# Radio strap or Belt clip?



## CVJPMG (Aug 11, 2018)

Looking for something to hold my radio, Should I get a swivel clip that the belt feeds through or should I get an over the shoulder strap? Cost seems somewhat similar, what brands?


----------



## NPO (Aug 11, 2018)

I prefer a belt clip.


----------



## NomadicMedic (Aug 11, 2018)

Radio strap.


----------



## StCEMT (Aug 12, 2018)

Radio strap for me.


----------



## DrParasite (Aug 14, 2018)

if you have a shoulder mic, go with a radio strap.  

If you don't, swivel belt clip.

or get the best of both worlds: a swivel radio holder that has ears, which allow you to connect a radio strap to it.


----------



## CVJPMG (Aug 14, 2018)

DrParasite said:


> if you have a shoulder mic, go with a radio strap.
> 
> If you don't, swivel belt clip.
> 
> or get the best of both worlds: a swivel radio holder that has ears, which allow you to connect a radio strap to it.

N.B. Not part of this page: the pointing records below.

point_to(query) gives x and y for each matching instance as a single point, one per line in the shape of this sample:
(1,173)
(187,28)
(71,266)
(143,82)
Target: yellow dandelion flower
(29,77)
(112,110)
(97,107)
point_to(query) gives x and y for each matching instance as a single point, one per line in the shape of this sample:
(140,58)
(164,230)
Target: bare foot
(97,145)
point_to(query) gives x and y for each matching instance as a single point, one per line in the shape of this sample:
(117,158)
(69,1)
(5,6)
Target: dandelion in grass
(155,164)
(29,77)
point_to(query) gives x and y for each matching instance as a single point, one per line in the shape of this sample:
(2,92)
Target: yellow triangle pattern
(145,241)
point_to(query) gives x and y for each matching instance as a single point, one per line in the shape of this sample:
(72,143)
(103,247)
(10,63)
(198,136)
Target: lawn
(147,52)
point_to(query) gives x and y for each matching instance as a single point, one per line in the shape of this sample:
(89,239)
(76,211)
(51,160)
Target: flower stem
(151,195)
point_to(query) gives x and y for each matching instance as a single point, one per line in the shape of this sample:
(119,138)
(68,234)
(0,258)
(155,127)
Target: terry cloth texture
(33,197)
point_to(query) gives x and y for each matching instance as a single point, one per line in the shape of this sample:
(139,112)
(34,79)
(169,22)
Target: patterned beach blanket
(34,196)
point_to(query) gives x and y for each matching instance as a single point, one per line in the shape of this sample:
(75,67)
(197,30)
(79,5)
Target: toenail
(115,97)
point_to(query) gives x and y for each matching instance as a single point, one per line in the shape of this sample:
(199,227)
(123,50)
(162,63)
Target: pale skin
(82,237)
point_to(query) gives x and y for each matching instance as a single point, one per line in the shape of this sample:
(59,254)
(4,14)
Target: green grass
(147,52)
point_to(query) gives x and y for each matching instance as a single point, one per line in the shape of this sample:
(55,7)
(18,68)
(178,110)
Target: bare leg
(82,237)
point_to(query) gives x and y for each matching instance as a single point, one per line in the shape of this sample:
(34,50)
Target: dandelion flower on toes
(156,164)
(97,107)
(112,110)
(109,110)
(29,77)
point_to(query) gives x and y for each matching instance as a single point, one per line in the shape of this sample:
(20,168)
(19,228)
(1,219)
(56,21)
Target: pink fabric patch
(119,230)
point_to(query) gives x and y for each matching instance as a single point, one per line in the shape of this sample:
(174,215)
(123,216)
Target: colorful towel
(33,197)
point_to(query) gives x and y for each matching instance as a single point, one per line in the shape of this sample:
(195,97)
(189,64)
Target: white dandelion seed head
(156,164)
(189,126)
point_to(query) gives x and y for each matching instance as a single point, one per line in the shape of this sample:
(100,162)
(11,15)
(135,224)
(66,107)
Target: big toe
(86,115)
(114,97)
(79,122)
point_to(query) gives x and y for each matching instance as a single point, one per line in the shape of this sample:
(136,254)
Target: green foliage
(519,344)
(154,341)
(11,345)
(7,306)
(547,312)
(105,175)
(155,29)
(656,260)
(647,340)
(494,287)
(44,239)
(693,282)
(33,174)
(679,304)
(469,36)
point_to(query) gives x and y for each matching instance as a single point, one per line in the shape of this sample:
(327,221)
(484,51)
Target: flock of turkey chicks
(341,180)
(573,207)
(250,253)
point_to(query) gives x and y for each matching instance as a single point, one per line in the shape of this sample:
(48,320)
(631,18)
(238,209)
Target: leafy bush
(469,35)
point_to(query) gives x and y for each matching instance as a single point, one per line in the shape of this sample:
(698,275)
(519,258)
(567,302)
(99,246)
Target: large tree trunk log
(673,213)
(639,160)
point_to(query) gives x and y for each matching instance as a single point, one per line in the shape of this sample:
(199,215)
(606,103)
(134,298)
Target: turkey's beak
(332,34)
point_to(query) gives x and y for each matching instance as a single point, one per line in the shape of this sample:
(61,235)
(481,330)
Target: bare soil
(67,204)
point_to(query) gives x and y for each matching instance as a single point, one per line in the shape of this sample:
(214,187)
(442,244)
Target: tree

I went ahead with a Boston Leather strap. For my use I think it'll do me good, otherwise I have a rifle sling that might just work


----------



## DrParasite (Aug 15, 2018)

Glad you found one you like.  

This is the one that I own.  It has a swivel belt clip which is great for city work when we don't have mics, and it has ears so I can attach any radio strap to it (I have a nylon one that I took off a cheap universal system).  You don't need a fancy leather strap if you are just starting out, or if you aren't sure if you will even like using the strap.  But if you are going to spend the money, get one that is personalized that will last your career.


----------